Storms clouds gather above Weston Super Mare
Storms clouds gather above Weston Super Mare in the west of England Getty Images

Storms and the equivalent of a month of heavy rain are forecast across parts of southern England and Wales for the next two days.

The Met Office has issued a number of warnings for the next few days, due to the likelihood of heavy rain, as warm air pushes up from France and into the south of Britain, triggering thundery downpours.

A yellow warning urging extra vigilance is in place on Thursday for the south coast up to the Midlands and North Wales, and as far north as Yorkshire, with a risk of localised flooding and as much as 50mm, predicted to fall in a short space of time as the front of rain pushes north.

On average, the UK experiences 50mm of rainfall in August.

The heavy rain has the potential for 'torrential downpours' in places with lightning an 'additional hazard', said the Met Office. It warned of the potential for travel disruption due to localised flooding.

On Friday, more thundery rain will push in across the south of the country, and a swathe of rain will also come in eastwards from the Atlantic, with heavy rain and thunder forecast across all of England, Wales and southern Scotland. Yellow warnings are in place for those regions.

Senior forecaster Julian Mayes added: "A thundery area of low pressure is developing over northern Spain and this will spread warm, humid air northwards over the next two days.

"Rain is expected to reach south west England around the middle of Wednesday night. This will spread north and north east to reach most of England and Wales by midday Thursday.

"The rain may be most persistent and slow-moving in the south western half of England together with east Wales, but the risk of thunderstorms may be greatest in the eastern half of England with torrential downpours possible at times."

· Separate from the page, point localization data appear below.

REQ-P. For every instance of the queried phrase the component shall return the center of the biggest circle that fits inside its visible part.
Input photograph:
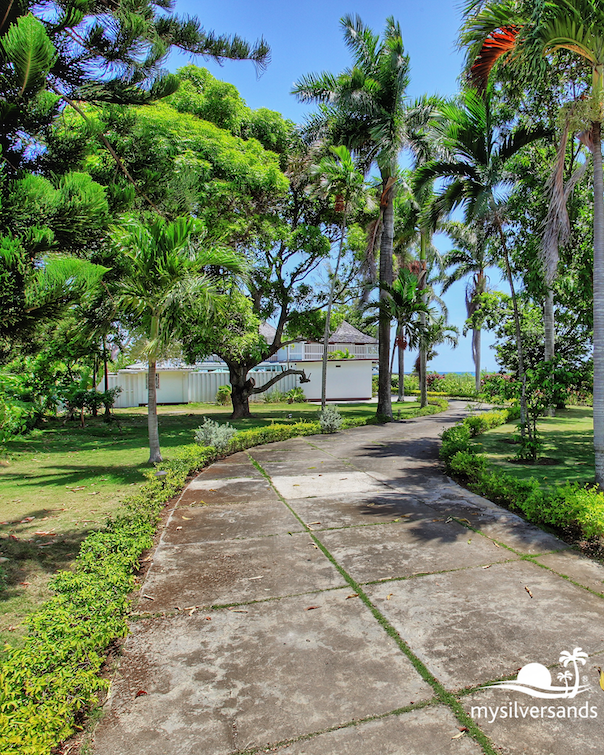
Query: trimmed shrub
(212, 433)
(454, 440)
(570, 505)
(296, 396)
(330, 419)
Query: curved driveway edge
(339, 594)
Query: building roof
(346, 333)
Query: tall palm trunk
(476, 349)
(423, 347)
(329, 306)
(521, 372)
(548, 323)
(154, 452)
(598, 337)
(401, 363)
(384, 406)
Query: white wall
(346, 379)
(181, 386)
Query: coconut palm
(468, 259)
(412, 231)
(475, 177)
(339, 177)
(166, 273)
(534, 31)
(364, 107)
(577, 656)
(406, 305)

Due to the unpredictability of rain, the Met Office has not pinpointed specific towns where the rain will be heaviest.

The AA has warned motorists to be cautious.

Paul Watters, head of roads policy, said: "Flash-flooding in the summer can be hit-and-miss but potentially dangerous for anyone caught up in it. The AA advises drivers to keep an ear out for local weather warnings and traffic news, and be prepared to encounter flooding.